-
Notifications
You must be signed in to change notification settings - Fork 68
Open
Description
Problem Description
When creating application with cStor provisioned volume(3 replicas), app gets stuck in container creating state.
Environment details:
Kubeadm based 4-node(1 master & 3 workers) cluster with K8s 1.25 version:
[root@k8s-master-640 ~]# kubectl get nodes
NAME STATUS ROLES AGE VERSION
k8s-master-640 Ready control-plane 20h v1.25.0
k8s-node1-641 Ready <none> 19h v1.25.0
k8s-node2-642 Ready <none> 19h v1.25.0
k8s-node3-643 Ready <none> 19h v1.25.0
Each node is having 3 disks attached to it.

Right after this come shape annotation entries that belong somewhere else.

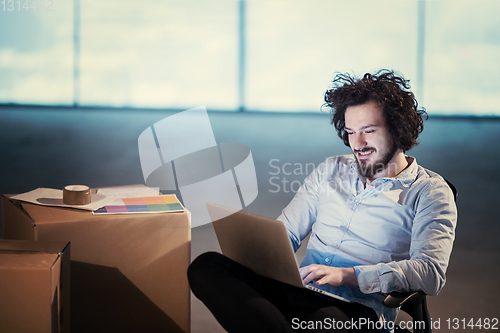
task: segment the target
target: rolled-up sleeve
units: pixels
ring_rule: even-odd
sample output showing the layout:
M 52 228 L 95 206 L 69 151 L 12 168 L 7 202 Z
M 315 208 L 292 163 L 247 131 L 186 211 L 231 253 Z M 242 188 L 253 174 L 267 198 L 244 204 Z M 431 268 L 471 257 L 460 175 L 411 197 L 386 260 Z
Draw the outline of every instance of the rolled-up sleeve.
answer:
M 443 288 L 455 238 L 457 209 L 446 182 L 432 178 L 415 201 L 410 259 L 355 266 L 364 293 L 423 291 L 437 295 Z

Steps followed to create a cStor volume:
- Created a CSPC using the 3 disks on all the 3 worker nodes.
- CSPC created successfully with the provisioned == desired instances(CSPI) and the pool pods are also in running state.
- Created a cStor volume with
3 replicas
mentioned in the StorageClass. - PVC gets bounds to its respective PV.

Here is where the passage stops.